ALL THAT REMAINS
“All That Remains (aka Dust Bowl) is dust that was on my belongings I rescued from our destroyed art loft (across the street from the World Trade Center in the aftermath of September 11, 2001).”
Janette MacKinlay Artist, Activist
Fourth in the series, “9/11: A Survivor’s Story,” All That Remains is made of an aluminum and glass vase, World Trade Center debris and dust, and dried berries. Photographed by Lise Gulassa
On the morning of September 11, 2001, Janette MacKinlay was in her fourth floor art loft at 110 Liberty Street, across from the World Trade Center. Instead of beginning the day at a tower fitness club as usual, she watched stunned as two planes crashed into the Twin Towers. When the towers collapsed, the windows of the loft imploded, dust spewed everywhere. Janette fled, a wet towel over her mouth.
Janette’s “self-prescribed therapy” to heal from the trauma of being “an eyewitness, survivor, and displaced resident of the attacks of September 11, 2001,” is art — creating narrative arrangements — organic assemblages. She fuses her longtime passion for contemporary art and design with a more recent fascination with Ikebana, the art of Japanese flower arranging.
“The return to the place was hell.. a living hell. We knew what to expect because we had seen it about an hour after the towers came down, but it was still a grim reality that had to be faced. There was a layer of dust on everything,” Janette wrote in her book, FORTUNATE: A Personal Diary of 9/11. Eerily, she predicted, “I am going to be haunted by the dust for the rest of my life.” In an honest, inward look, Janette admitted, “The dust seemed to have an emotional impact on me.”
That feeling led her to create All That Remains also called Dust Bowl, a round, see-through container filled with the dust collected from her loft and adorned with fallen petals at the base.
Janette also passed a sample of the dust to physicist Dr. Steven Jones, then a professor at Brigham Young University. His analysis found chips of nanothermite, indicative of high grade explosives. U.S. military laboratories developed and a few defense contractors produce the sophisticated explosive. Analyses of the dust from Janette and other samples by an international team of scientists point to explosives planted in the towers, not jet fuel as the government maintains, demolishing the towers.
But, in a cruel twist, the dust now expresses in yet another way in Janette’s life. In January, she was operated on for a fast growing brain tumor, the kind her doctor said is “associated with construction workers.” More than 800 first responders and others working and living near Ground Zero in the aftermath of 9/11 have died from the toxic dust; thousands more are sick.
February 19, around the time Janette underwent surgery for the tumor, 1000 architects and engineers (Architects and Engineers for 9/11 Truth) citing the dust findings along with other evidence, called on Attorney General Eric Holder to conduct a federal grand jury investigation of Federal Emergency Management Administration (FEMA) and National Institute of Standards and Technology (NIST) officials, alleging they proffered “fraudulent accounts” in their reports on the towers’ destruction on 9/11.
Educating herself about 9/11 was also part of Janette’s healing from its shockwave. The exploration connected her with the 9/11 truth group in the San Francisco Bay Area, where she also has a home. She hosted benefit events with 9/11 organizations across the country, sharing her journey from terror to awareness and action, shepherding others from denial to discovery.

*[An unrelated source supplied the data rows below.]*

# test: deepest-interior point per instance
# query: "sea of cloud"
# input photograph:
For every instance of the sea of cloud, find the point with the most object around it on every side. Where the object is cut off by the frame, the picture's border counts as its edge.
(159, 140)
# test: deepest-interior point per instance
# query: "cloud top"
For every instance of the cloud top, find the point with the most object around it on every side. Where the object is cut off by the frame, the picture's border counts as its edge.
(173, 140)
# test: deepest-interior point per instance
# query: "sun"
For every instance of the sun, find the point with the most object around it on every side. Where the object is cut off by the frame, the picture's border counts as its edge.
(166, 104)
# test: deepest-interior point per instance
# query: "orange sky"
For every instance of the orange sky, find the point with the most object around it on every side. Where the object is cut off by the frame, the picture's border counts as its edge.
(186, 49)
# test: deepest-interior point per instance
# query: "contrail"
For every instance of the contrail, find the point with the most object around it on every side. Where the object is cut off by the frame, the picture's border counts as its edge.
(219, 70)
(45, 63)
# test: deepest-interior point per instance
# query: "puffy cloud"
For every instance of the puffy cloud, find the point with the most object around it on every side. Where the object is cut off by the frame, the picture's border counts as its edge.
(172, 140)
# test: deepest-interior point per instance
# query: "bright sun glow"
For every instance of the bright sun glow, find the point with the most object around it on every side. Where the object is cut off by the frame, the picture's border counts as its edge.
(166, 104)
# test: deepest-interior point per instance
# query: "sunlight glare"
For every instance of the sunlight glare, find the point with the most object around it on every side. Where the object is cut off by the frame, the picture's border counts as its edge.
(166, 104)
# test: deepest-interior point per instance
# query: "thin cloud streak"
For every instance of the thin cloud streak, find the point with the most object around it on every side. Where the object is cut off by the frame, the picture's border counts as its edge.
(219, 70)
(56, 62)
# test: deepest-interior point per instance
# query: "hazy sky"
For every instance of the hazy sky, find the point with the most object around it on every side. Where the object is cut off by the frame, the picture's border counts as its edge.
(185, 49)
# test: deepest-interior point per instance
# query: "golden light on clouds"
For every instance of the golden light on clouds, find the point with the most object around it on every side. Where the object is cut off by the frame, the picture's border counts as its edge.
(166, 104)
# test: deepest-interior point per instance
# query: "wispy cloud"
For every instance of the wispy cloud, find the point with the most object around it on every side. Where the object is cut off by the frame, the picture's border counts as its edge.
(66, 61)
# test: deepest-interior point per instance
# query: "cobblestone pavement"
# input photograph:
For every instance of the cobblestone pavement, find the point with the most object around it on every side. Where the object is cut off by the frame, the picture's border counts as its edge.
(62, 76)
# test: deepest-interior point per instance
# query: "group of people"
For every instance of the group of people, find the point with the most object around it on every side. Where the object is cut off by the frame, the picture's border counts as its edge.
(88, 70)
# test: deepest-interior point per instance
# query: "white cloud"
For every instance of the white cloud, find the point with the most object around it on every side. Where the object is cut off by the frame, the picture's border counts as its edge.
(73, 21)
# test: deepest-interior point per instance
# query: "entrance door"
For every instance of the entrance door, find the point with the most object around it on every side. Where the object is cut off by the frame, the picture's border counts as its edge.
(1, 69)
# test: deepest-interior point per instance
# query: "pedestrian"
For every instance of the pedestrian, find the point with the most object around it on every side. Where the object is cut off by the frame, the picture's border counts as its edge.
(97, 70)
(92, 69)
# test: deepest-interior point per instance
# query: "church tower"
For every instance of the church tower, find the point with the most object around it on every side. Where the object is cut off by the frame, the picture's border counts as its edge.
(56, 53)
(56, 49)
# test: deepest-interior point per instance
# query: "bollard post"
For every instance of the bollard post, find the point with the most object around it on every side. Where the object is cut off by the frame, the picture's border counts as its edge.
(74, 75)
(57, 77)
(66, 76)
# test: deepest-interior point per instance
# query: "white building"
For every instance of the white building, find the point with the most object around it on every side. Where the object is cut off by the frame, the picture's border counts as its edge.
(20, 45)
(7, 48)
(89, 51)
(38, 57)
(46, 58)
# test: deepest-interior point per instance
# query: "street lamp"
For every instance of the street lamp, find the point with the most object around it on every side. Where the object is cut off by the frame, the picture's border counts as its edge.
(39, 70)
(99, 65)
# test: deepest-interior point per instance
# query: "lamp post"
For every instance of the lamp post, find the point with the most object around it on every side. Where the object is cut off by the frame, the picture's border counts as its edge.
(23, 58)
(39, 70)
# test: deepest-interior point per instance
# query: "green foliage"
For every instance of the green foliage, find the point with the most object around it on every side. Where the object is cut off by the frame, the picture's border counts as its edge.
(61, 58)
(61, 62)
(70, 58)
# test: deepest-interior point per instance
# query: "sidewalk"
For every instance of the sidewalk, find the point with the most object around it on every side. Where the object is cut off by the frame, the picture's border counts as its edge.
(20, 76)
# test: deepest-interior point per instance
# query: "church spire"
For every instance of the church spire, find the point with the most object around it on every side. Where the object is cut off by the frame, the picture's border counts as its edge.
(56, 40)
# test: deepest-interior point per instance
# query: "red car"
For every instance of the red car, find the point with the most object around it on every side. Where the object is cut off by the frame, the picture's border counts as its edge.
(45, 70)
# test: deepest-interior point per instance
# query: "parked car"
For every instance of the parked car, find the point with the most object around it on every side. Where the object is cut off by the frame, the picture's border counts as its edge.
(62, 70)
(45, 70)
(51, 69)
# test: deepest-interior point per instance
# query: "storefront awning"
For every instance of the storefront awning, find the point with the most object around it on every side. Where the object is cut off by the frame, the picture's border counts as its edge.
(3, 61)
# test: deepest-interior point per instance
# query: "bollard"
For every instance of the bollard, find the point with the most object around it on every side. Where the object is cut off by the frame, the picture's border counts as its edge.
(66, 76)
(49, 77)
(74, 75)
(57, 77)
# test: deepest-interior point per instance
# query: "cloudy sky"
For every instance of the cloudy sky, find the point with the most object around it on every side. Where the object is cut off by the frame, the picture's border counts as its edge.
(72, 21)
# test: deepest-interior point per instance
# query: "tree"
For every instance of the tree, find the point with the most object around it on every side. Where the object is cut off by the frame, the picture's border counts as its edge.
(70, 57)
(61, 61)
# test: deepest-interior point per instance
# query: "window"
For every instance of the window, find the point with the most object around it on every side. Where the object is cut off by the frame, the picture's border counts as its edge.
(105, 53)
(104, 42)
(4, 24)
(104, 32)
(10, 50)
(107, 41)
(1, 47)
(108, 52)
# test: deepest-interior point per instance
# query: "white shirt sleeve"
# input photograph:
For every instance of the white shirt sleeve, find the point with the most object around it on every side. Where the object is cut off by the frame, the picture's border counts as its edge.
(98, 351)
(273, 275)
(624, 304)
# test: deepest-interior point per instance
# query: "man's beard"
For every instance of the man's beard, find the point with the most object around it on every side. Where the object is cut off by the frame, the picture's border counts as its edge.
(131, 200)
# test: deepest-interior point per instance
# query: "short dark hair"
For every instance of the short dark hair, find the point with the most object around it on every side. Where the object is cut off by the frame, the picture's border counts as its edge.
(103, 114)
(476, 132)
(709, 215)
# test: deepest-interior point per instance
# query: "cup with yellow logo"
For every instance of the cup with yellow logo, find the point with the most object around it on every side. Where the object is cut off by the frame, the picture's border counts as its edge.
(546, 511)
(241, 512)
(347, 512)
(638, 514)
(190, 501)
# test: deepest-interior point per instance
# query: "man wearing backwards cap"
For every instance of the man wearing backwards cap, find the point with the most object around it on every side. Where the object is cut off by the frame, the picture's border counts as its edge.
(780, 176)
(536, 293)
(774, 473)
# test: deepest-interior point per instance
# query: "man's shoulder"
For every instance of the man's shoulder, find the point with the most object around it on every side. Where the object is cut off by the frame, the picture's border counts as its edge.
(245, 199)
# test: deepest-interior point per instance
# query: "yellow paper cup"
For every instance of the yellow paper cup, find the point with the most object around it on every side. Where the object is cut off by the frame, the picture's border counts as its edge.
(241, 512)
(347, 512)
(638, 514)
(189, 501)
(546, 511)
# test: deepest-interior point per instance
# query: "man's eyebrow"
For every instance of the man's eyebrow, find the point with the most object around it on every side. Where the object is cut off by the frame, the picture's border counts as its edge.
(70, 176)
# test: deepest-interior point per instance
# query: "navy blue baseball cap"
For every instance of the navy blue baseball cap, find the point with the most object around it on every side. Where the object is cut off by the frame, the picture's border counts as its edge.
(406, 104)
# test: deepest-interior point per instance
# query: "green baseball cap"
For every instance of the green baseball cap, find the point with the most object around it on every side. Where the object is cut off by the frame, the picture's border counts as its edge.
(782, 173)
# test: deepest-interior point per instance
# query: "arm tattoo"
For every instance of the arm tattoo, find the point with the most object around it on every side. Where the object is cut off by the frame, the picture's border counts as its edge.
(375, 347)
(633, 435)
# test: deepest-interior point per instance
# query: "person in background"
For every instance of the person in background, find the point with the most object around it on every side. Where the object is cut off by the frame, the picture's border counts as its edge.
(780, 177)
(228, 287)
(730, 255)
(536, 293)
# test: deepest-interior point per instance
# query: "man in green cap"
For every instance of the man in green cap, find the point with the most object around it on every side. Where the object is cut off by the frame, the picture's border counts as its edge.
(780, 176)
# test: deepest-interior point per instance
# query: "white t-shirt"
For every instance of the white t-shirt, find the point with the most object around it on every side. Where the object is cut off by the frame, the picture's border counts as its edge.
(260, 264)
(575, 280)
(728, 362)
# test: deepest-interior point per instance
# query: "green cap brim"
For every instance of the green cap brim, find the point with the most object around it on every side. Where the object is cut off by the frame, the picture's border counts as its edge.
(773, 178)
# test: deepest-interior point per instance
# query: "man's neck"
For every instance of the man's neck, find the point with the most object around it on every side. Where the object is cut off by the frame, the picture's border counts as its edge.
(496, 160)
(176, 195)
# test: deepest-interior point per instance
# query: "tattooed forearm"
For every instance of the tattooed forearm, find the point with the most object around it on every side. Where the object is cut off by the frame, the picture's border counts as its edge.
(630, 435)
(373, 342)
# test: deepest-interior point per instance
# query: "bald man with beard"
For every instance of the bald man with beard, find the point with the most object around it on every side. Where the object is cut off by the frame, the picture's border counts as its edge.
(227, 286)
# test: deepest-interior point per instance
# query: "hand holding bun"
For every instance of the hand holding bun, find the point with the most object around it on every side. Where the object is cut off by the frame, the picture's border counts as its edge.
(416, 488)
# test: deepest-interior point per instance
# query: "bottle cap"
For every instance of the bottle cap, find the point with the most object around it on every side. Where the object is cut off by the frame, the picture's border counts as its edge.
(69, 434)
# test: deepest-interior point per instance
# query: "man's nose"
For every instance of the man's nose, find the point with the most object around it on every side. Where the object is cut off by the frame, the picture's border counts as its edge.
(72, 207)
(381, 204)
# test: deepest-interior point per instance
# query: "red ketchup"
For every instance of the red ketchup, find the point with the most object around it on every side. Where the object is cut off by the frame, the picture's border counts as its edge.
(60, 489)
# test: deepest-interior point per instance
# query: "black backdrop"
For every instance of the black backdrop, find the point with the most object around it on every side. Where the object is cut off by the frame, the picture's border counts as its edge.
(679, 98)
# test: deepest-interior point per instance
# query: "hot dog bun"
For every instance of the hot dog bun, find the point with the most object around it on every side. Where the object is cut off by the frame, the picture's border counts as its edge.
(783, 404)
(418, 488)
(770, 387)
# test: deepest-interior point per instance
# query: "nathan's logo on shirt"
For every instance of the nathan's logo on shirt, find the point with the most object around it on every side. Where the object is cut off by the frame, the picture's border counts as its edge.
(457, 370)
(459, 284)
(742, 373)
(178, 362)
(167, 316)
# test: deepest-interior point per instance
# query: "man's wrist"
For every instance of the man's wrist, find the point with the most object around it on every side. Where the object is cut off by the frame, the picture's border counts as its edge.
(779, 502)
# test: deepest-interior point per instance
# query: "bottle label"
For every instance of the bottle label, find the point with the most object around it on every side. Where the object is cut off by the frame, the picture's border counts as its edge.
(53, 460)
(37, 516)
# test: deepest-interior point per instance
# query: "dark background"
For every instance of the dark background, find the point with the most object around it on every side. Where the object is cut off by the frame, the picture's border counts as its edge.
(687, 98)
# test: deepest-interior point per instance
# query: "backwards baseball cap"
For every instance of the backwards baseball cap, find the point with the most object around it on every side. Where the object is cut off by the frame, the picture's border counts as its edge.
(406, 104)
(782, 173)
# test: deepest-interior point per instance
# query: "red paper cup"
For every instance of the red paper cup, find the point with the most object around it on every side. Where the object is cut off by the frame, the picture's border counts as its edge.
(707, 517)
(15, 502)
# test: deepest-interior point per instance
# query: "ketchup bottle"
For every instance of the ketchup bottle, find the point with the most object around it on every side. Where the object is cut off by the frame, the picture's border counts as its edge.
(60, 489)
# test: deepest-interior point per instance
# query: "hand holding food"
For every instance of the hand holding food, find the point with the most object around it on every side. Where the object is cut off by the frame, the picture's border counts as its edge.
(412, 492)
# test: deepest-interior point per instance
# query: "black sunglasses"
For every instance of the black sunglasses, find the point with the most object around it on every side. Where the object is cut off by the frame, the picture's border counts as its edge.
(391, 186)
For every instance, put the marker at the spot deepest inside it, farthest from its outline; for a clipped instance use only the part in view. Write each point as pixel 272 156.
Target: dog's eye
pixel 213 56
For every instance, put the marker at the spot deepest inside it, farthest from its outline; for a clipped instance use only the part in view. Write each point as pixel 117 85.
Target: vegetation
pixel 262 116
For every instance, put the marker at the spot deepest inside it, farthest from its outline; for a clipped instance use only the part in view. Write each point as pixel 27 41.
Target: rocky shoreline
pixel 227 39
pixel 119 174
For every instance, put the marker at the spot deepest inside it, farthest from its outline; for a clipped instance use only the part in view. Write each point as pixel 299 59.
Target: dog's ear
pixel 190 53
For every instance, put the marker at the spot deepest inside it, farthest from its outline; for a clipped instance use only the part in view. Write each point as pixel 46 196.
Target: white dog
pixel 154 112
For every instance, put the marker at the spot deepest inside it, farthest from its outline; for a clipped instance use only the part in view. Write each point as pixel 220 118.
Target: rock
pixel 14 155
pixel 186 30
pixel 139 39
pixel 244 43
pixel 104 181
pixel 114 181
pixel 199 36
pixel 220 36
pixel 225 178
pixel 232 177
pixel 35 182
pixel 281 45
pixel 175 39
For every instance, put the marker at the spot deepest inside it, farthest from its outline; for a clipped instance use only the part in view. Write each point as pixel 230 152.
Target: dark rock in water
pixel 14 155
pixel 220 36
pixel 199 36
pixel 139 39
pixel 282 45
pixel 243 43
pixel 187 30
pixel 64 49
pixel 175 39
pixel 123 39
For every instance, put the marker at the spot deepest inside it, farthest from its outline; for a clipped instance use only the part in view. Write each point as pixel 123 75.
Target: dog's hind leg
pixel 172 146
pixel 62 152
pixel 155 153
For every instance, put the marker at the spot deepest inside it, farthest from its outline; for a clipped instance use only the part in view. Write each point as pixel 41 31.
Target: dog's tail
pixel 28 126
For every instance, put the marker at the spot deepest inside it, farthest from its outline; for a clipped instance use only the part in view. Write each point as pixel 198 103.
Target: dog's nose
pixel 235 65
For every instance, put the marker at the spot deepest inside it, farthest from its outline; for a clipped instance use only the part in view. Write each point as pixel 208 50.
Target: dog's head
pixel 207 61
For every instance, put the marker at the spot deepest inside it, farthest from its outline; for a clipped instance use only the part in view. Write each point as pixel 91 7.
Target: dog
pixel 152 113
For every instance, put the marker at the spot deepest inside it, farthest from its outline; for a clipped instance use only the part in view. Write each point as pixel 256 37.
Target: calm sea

Just as symbols are the rudimental elements of dreams, Janette uses dynamic images to narrate her 9/11 passage. Just as dreams can singularly tell a story, Janette believes artistic expression holds special communicative power. She told me in April, 2009, at an exhibit of her second post-9/11 collection at the Claudia Chapline Contemporary Art Gallery, the experience of creating and showing Organic Assemblages marked the culmination of her emotional healing from September 11, 2001. As she described each object in the exhibit, her vibrancy, accentuated with an iridescent blue streak in her hair, and the bright colors and iconic images conferred testament.
Now, her speech sometimes garbled, Janette creates more organic narratives, once again calling upon her art to disclose and to mend. To honor Janette, her attachment to the truth, her quiet activism, the beauty of her art and of her being, PDJ is featuring All That Remains, a bowl filled with dust from the collapse of the Twin Towers, a waking dream-like, layered emblem of 9/11.
Most of all, we send Janette — friend, heroine, maker of beauty — massive doses of healing energy.